One would then prefer to write:

INT((a + b*x)/((2 - x^2)*(1 - x^2)^(1/4)), x)
= a/2*(ATANH(x*(1 - x^2)^(1/4)/(1 + SQRT(1 - x^2)))
+ ATAN((1 - SQRT(1 - x^2))/(x*(1 - x^2)^(1/4))))
+ SQRT(2)*b/2*(ATANH(SQRT(2)*(1 - x^2)^(1/4)/(1 + SQRT(1 - x^2)))
+ ATAN((1 - SQRT(1 - x^2))/(SQRT(2)*(1 - x^2)^(1/4))))

INT((a + b*x)/((2 + x^2)*(1 + x^2)^(1/4)), x)

= - a/2*(ATANH((1 - SQRT(1 + x^2))/(x*(1 + x^2)^(1/4)))
- ATAN(x*(1 + x^2)^(1/4)/(1 + SQRT(1 + x^2))))
- SQRT(2)*b/2*(ATANH(SQRT(2)*(1 + x^2)^(1/4)/(1 + SQRT(1 + x^2)))
+ ATAN((1 - SQRT(1 + x^2))/(SQRT(2)*(1 + x^2)^(1/4))))

The fourth possible radical, (-1 - x^2)^(1/4), is complex everywhere on
the real line, but has again the simpler type of antiderivative.

The need to introduce more complex arc tangent arguments does not arise
for comparable square-root or cube-root pseudo-elliptics. The same kind
of problem, however, affects example integral 108 in Section 4 of
Timofeev's textbook.

Martin.

[clicl...@freenet.de]

clicl...@freenet.de schrieb:

>
> I have the following antiderivative:
>
> INT((a + b*x)/((2 - x^2)*(x^2 - 1)^(1/4)), x) = SQRT(2)*a/4
> *(ATANH(SQRT(2)*(x^2 - 1)^(1/4)/x) + ATAN(x/(SQRT(2)*(x^2 - 1)^(1/4))))
> + b*(ATANH(1/(x^2 - 1)^(1/4)) - ATAN((x^2 - 1)^(1/4)))
>

In fact, Leonhard Euler derives this version too in §13 - §19 ("Alia
Resolutio ...") of E688. He goes on to establish the equivalence of the
two antiderivatives in §20 - §23 ("Demonstratio Consensus ...").

Martin.

[Albert Rich]

The just released version 4.13.2 of Rubi defines 2 elegant rules that produce optimal antiderivatives for all integrands of the form 1/((a+b x^2)^(1/4) (c+d x^2)) wrt x when b c-2 a d=0. They are available for viewing at http://www.apmaths.uwo.ca/~arich/EulerE688.pdf.

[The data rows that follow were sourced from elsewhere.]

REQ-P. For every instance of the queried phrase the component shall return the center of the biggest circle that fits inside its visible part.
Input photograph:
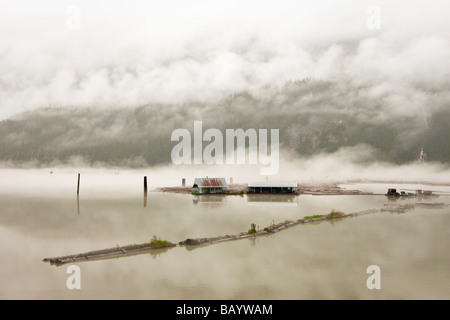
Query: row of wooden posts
(183, 183)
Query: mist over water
(97, 89)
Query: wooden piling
(145, 191)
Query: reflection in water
(272, 199)
(209, 201)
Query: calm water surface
(40, 217)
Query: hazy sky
(128, 53)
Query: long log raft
(109, 253)
(117, 252)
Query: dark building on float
(210, 185)
(273, 187)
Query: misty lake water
(40, 218)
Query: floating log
(117, 252)
(109, 253)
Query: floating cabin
(273, 187)
(210, 185)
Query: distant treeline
(312, 117)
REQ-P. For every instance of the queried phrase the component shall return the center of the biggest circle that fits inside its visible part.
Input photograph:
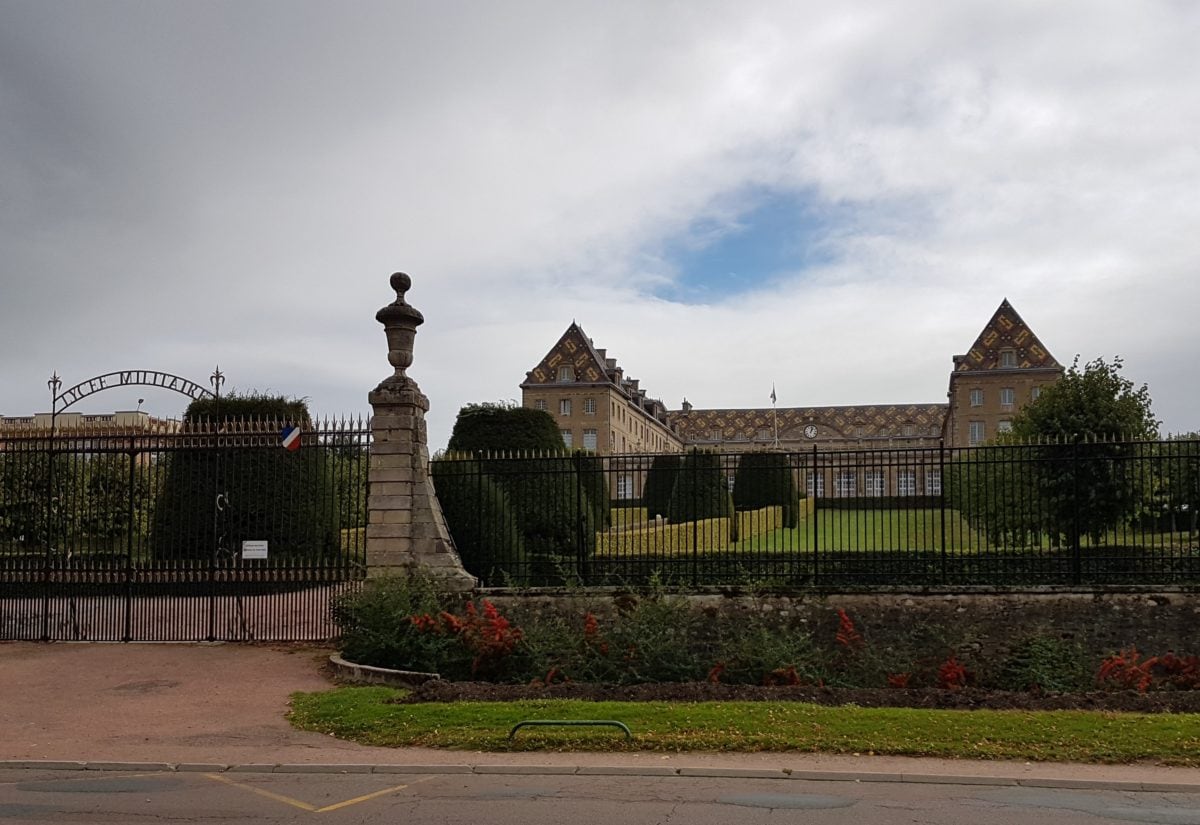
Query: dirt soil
(1156, 702)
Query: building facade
(598, 408)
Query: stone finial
(400, 321)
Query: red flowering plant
(480, 640)
(953, 675)
(1128, 670)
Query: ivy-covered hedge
(881, 503)
(288, 499)
(481, 522)
(765, 480)
(499, 427)
(701, 491)
(659, 483)
(556, 518)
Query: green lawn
(867, 530)
(364, 715)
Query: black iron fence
(198, 533)
(1013, 515)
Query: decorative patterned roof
(576, 350)
(1006, 331)
(851, 422)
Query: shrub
(286, 498)
(765, 480)
(592, 476)
(504, 428)
(1043, 663)
(552, 511)
(701, 491)
(377, 628)
(759, 650)
(659, 482)
(481, 522)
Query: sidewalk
(222, 706)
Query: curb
(603, 770)
(366, 674)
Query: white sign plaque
(253, 549)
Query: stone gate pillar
(406, 529)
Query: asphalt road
(37, 796)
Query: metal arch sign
(131, 378)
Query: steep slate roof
(875, 420)
(1006, 330)
(574, 348)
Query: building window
(845, 483)
(976, 433)
(875, 483)
(933, 482)
(815, 486)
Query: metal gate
(245, 531)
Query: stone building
(599, 408)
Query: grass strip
(365, 715)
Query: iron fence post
(580, 521)
(816, 519)
(127, 631)
(47, 559)
(1077, 561)
(941, 491)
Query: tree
(1086, 474)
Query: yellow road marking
(277, 798)
(361, 799)
(306, 806)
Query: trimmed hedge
(701, 491)
(288, 499)
(481, 522)
(504, 427)
(589, 468)
(659, 483)
(765, 480)
(881, 503)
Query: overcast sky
(829, 197)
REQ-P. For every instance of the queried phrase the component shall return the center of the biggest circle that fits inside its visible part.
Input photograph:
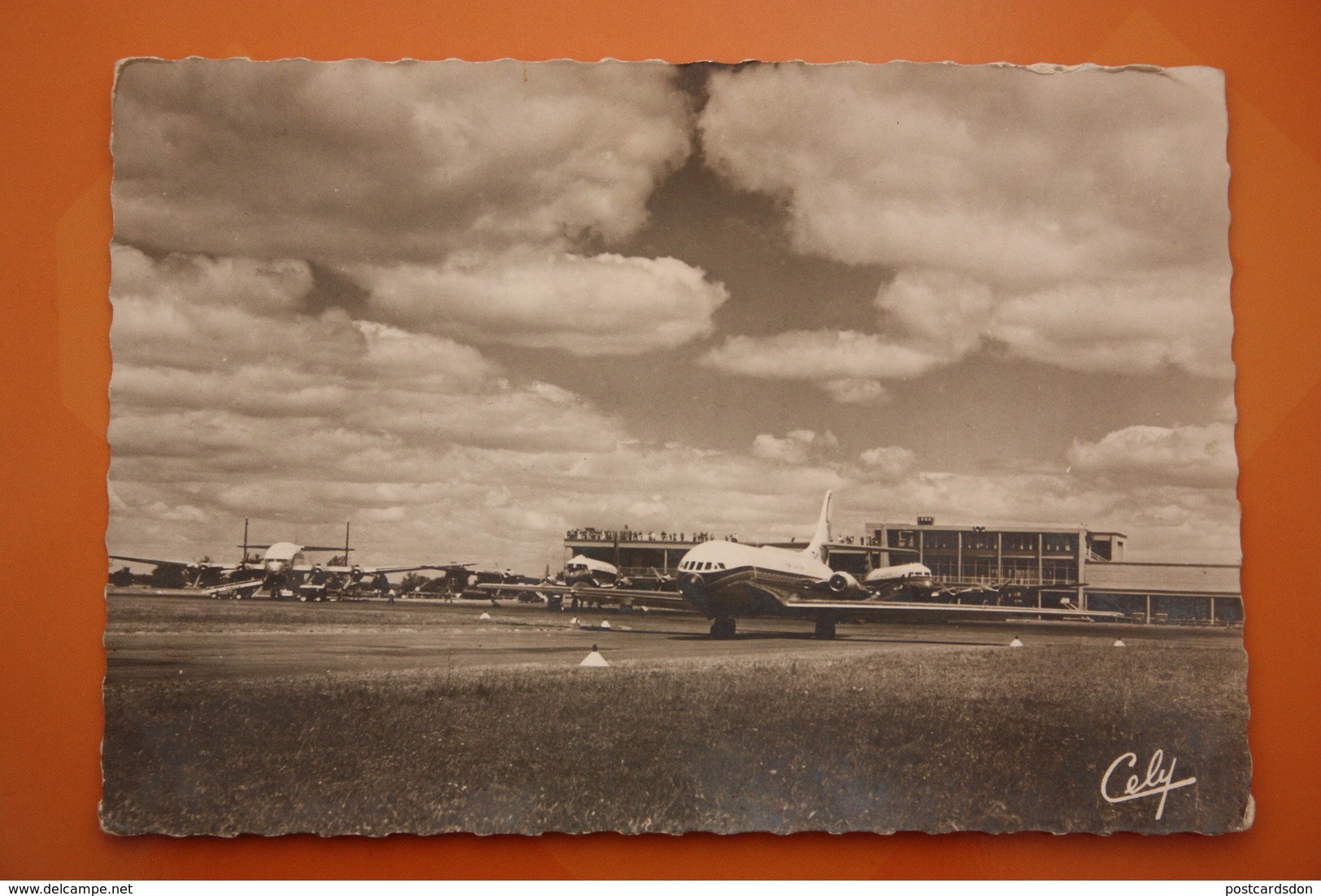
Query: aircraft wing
(632, 596)
(154, 562)
(250, 585)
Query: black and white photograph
(524, 447)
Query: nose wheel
(723, 628)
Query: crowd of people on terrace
(592, 534)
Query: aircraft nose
(693, 585)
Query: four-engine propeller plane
(285, 571)
(727, 581)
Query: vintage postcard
(526, 447)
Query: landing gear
(723, 628)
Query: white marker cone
(593, 659)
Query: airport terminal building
(1086, 568)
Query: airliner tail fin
(817, 547)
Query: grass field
(933, 739)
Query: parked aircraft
(727, 581)
(285, 571)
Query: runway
(171, 636)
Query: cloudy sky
(473, 306)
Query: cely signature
(1158, 780)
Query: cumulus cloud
(602, 304)
(365, 162)
(888, 463)
(1200, 456)
(1077, 218)
(796, 447)
(855, 391)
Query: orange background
(54, 123)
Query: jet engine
(847, 585)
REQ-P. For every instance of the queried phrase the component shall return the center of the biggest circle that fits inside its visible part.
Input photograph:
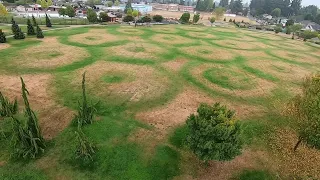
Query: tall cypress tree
(39, 32)
(2, 37)
(48, 22)
(30, 28)
(34, 21)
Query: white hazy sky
(304, 2)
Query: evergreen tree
(48, 22)
(34, 21)
(39, 32)
(30, 28)
(2, 37)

These 2 new rules enable Rubi 4.13.2 to find optimal antiderivatives for all 4 permutations of Martin's first 2 pseudo-elliptic integration exercises.

However, I am curious as to why the arguments of the arctan and arctanh are systematically, and I think unnecessarily, the reciprocals of each other in Martin's expression of the optimal antiderivatives. Could it be due to an artifact of Derive's simplifer?

Albert

[Richard Fateman]

On 9/18/2017 10:53 PM, Albert Rich wrote:
> As Martin makes clear, these exercises are pseudo-elliptic integrals, meaning they can be expressed in terms of elementary, non-elliptic functions. And as the antiderivatives given above show, they are relatively simple expressions easy to evaluate numerically.

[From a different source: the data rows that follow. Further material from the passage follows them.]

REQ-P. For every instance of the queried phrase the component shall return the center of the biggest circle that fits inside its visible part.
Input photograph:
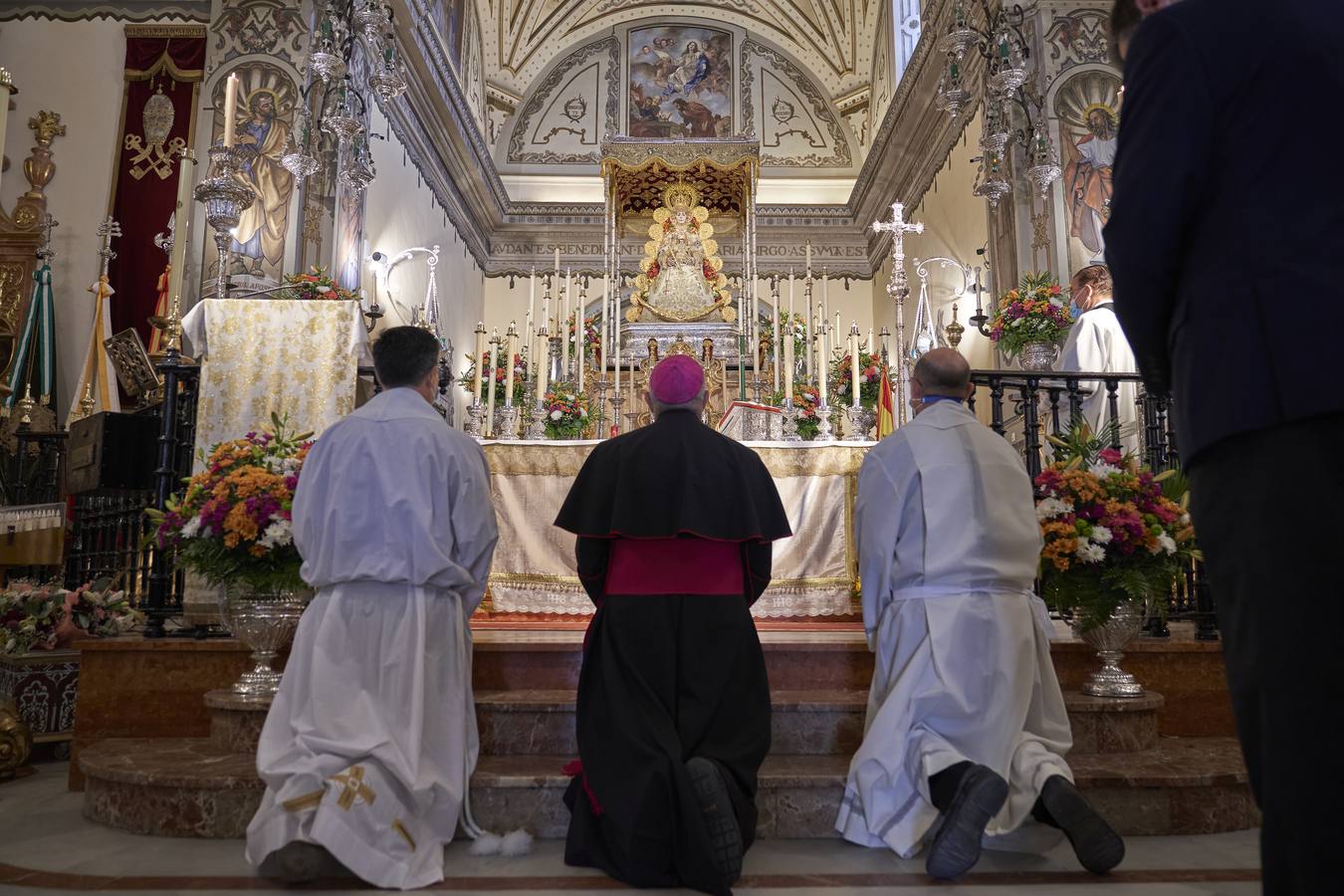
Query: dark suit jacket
(1226, 235)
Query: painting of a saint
(680, 82)
(261, 135)
(1090, 125)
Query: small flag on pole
(886, 407)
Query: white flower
(1090, 553)
(1050, 508)
(279, 534)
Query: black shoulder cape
(675, 477)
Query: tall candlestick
(490, 400)
(579, 337)
(825, 296)
(531, 299)
(181, 220)
(230, 109)
(479, 361)
(853, 362)
(511, 346)
(564, 330)
(606, 324)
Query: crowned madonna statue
(682, 276)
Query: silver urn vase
(1037, 357)
(265, 622)
(1109, 639)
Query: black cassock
(674, 527)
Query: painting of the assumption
(680, 82)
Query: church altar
(254, 350)
(814, 571)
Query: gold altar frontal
(814, 571)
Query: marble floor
(47, 846)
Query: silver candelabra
(226, 198)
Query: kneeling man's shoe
(1095, 842)
(299, 862)
(725, 833)
(956, 846)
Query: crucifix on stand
(898, 291)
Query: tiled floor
(47, 846)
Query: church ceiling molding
(568, 113)
(123, 11)
(832, 39)
(795, 123)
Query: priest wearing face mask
(675, 524)
(967, 729)
(1097, 344)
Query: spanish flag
(886, 407)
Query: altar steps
(1144, 781)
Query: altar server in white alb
(1097, 344)
(967, 727)
(371, 741)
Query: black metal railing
(1028, 407)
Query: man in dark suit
(1225, 243)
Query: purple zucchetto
(676, 380)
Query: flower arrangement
(1114, 533)
(870, 379)
(468, 379)
(233, 522)
(1033, 312)
(566, 412)
(315, 285)
(591, 337)
(45, 617)
(805, 399)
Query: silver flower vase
(1037, 357)
(265, 622)
(1109, 639)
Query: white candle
(566, 304)
(181, 219)
(853, 362)
(479, 361)
(580, 332)
(821, 364)
(531, 299)
(4, 111)
(544, 372)
(230, 109)
(490, 400)
(825, 297)
(511, 348)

There are two atans, an atanh, one log, some fourth roots and square
roots, but
there also seem to be common subexpressions.
This formula would be fairly easy to evaluate
numerically. However, the time to produce that formula symbolically
must also be considered. Possibly add in the time to convert it to
a numerical program (optimized to reduce the redundant computation).
This cost could be amortized across the number of times the
formula is evaluated. If it is evaluated many times, it might
be a winner. That's certainly one argument I have made.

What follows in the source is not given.